Phénomènes de corruption

Ces défis, bien que difficiles à résoudre, sont au moins identifiables. Mais les pays émergents pourraient manifester un autre symptôme commun d’une crise imminente, beaucoup plus difficile à détecter : les dettes cachées. Parfois liées à des phénomènes de corruption, celles-ci n’apparaissent généralement pas dans les bilans et bases de données traditionnelles. Leurs caractéristiques changent d’une crise à l’autre, de même que les acteurs impliqués dans leur création. C’est pourquoi elles passent souvent inaperçues.

Il a fallu, par exemple, attendre l’irruption de la crise du peso de 1994-1995 pour que le monde apprenne que les banques privées du Mexique avaient pris un important risque de change au travers d’emprunts hors bilan.

Avant la crise asiatique de 1997, on ne savait pas que les réserves de la banque centrale de Thaïlande étaient pratiquement épuisées : le total officiel de 33 milliards de dollars (29 milliards d’euros) ne tenait pas compte d’engagements pris par le biais des contrats à terme, qui réduisaient les réserves nettes à environ 1 milliard de dollars seulement.

Jusqu’à ce que la crise éclate en 2010, les déficits budgétaires et le montant de la dette grecque semblaient beaucoup plus faibles, grâce à l’utilisation d’instruments financiers dérivés et à la comptabilité « créative » du gouvernement…

Opacité des transactions

La grande question est, aujourd’hui, de savoir où se cachent les dettes des économies émergentes. Malheureusement, il y a des obstacles sérieux à leur détection – à commencer par l’opacité des transactions financières entre la Chine et d’autres pays émergents.

La Chine a en effet financé de grands projets – mines, énergie, infrastructures – dans d’autres pays. Etant donné que les prêts sont principalement libellés en dollars américains, ils sont soumis au risque de change, ajoutant une vulnérabilité supplémentaire aux bilans des économies émergentes.

Or, l’ampleur de ces prêts est largement inconnue, parce qu’une grande partie d’entre eux proviennent de banques de développement chinoises, qui ne sont pas incluses dans les données collectées par la Banque des règlements internationaux (première source mondiale pour obtenir de telles informations). Et puisque ces prêts n’ont été que rarement émis en tant que titres sur les marchés internationaux de capitaux, ils ne sont pas présents non plus dans d’autres bases de données, comme, par exemple, celles de la Banque mondiale.

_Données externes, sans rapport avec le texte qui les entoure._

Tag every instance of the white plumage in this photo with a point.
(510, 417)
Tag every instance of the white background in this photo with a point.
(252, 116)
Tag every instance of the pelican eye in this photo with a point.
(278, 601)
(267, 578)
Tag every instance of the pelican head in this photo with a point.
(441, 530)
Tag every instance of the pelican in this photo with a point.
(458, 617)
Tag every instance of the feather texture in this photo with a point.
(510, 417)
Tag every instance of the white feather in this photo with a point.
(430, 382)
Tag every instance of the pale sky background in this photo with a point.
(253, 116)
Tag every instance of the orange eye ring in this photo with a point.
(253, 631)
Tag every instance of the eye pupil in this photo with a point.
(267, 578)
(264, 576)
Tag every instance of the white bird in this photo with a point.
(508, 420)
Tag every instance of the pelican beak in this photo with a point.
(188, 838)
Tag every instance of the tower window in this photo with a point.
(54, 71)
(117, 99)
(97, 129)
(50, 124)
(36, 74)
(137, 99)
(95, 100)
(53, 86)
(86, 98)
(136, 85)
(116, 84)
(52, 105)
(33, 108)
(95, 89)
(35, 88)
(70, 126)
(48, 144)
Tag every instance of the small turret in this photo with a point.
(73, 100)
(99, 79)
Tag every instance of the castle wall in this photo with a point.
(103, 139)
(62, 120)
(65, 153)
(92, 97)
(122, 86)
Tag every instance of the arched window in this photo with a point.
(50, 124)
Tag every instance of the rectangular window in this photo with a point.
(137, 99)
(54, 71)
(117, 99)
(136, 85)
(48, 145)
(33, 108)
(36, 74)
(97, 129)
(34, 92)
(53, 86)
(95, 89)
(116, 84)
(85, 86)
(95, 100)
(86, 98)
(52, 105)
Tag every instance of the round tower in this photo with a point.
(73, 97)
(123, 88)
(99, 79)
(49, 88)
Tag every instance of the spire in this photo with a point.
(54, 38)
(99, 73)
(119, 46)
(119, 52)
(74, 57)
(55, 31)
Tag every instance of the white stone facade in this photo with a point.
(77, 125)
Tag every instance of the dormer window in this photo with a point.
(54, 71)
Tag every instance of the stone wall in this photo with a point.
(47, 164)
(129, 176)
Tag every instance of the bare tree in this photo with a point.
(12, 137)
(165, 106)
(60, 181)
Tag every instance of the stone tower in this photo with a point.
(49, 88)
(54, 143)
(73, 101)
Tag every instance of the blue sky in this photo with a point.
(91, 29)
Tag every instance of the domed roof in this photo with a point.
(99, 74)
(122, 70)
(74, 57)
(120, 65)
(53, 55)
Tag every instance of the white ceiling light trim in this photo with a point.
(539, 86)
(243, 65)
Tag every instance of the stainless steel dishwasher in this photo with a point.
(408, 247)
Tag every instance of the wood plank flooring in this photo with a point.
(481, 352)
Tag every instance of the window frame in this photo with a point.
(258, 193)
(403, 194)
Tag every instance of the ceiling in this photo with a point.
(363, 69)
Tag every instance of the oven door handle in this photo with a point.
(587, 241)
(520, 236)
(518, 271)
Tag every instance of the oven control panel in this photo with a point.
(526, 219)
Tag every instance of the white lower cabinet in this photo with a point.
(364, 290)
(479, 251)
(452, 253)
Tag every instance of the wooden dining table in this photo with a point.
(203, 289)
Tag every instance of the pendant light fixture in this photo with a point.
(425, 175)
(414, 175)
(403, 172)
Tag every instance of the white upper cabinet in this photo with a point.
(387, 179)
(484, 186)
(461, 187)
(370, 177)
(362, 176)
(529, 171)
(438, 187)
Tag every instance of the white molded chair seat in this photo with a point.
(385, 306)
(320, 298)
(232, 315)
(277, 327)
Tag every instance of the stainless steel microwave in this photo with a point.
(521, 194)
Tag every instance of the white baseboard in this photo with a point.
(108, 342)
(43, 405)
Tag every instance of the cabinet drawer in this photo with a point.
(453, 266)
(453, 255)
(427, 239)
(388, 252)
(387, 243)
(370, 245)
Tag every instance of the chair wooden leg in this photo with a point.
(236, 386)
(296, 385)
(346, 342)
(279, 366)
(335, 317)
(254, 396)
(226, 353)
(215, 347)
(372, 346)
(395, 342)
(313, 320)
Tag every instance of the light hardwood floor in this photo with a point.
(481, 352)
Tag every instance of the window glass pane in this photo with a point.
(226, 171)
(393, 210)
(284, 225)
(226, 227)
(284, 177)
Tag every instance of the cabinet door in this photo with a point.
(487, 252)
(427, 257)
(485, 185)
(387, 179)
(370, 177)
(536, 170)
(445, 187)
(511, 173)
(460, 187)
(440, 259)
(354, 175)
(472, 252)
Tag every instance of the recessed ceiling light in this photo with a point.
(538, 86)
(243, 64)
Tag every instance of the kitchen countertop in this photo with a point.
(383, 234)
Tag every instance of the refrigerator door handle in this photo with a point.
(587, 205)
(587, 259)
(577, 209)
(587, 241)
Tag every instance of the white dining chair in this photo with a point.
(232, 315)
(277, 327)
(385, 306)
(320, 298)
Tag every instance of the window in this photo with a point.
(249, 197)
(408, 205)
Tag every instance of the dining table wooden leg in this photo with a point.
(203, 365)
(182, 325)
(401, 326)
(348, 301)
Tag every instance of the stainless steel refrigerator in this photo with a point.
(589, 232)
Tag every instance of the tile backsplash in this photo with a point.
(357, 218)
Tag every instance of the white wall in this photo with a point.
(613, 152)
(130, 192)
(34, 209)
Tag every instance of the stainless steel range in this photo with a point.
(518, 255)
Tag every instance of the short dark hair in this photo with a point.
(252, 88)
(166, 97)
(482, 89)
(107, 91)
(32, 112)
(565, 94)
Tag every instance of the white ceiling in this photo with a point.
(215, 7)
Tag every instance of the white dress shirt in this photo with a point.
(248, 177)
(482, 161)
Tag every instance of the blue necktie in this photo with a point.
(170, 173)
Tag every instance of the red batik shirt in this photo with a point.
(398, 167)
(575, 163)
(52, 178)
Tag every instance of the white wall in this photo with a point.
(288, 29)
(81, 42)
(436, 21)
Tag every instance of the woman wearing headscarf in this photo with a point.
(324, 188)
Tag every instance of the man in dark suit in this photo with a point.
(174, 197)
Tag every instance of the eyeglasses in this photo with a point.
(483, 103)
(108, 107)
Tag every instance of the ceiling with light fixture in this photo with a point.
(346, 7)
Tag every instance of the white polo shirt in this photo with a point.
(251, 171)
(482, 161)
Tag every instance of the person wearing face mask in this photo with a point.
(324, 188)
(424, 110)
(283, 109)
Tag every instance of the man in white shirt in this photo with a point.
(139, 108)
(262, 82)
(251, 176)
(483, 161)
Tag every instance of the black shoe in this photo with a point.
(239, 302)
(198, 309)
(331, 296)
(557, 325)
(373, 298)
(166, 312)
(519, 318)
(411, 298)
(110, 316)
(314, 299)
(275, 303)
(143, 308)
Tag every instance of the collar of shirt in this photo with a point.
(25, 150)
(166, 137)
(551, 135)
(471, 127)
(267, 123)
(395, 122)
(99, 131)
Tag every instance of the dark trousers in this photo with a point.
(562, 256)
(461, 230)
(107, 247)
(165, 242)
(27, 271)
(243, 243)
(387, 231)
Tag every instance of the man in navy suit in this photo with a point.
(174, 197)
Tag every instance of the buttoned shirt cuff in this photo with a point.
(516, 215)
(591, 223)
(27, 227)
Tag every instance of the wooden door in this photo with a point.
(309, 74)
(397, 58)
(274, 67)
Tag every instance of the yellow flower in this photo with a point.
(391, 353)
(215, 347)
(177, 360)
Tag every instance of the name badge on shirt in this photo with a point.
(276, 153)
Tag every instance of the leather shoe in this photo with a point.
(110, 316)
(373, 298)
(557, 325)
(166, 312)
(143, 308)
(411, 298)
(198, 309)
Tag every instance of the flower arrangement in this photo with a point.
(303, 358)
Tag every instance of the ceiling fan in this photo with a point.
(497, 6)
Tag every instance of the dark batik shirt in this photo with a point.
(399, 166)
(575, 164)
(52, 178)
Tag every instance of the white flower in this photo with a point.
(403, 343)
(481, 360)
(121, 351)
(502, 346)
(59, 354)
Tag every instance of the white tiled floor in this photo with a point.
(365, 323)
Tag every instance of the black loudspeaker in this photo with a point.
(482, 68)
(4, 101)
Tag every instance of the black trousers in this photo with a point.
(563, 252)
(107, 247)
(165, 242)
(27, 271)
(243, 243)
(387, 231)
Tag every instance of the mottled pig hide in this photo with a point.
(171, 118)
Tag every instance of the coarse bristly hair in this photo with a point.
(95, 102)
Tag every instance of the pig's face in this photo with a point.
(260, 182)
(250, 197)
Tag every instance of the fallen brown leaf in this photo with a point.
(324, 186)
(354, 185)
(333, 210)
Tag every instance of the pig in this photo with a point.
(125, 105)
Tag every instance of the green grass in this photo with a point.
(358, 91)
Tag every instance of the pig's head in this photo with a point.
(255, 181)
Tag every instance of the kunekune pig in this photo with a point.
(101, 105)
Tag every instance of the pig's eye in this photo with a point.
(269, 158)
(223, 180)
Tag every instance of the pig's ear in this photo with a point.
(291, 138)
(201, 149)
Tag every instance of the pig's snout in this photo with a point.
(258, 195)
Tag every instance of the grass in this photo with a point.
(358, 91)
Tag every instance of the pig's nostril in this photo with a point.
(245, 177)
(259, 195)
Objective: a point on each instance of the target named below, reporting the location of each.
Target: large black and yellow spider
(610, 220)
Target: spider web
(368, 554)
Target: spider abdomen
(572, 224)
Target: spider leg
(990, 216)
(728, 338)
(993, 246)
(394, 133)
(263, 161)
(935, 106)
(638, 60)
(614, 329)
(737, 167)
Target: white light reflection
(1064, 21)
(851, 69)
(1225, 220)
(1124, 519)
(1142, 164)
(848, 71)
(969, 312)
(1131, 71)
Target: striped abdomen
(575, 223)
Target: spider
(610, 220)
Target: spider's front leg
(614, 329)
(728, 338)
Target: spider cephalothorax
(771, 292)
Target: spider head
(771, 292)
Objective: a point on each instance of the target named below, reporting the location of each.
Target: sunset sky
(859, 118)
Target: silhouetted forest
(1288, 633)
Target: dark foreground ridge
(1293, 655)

Même lorsque des données existent, les chiffres doivent être interprétés avec prudence. Les données collectées pour chaque projet par l’Initiative de gouvernance économique mondiale et l’Inter-American Dialogue pourraient donner un aperçu du crédit accordé par la Chine à plusieurs pays d’Amérique latine. Par exemple, il semble que, entre 2009 et 2014, l’ensemble des prêts chinois au Venezuela ait représenté 18 % du produit intérieur brut annuel du pays, plus de 10 % de celui de l’Equateur, 1 % de celui du Brésil.

Les données pourraient ne pas inclure certains projets

Les décaissements réels pourraient avoir été moindres que prévu dans les plans originaux, ce qui signifierait que les dettes de ces pays envers la Chine sont en fait inférieures à ces chiffres. Alternativement – et de manière plus vraisemblable – les données pourraient ne pas inclure certains projets. Les dettes pourraient être beaucoup plus élevées.

En outre, d’autres formes d’emprunt – comme le financement du commerce – ne sont pas incluses dans ces chiffres. Les accords d’échange de devises, qui ont joué un rôle important pour le Brésil et l’Argentine, doivent également y être ajoutés.
Les dettes officielles des pays émergents paraissent modérées par rapport aux normes historiques. Mais il est probable qu’elles soient sous-estimées, peut-être dans une large mesure. Si c’est le cas, l’ampleur de l’inversion actuelle des flux de capitaux pourrait être plus importante qu’on ne le croit généralement – potentiellement assez importante pour déclencher une crise.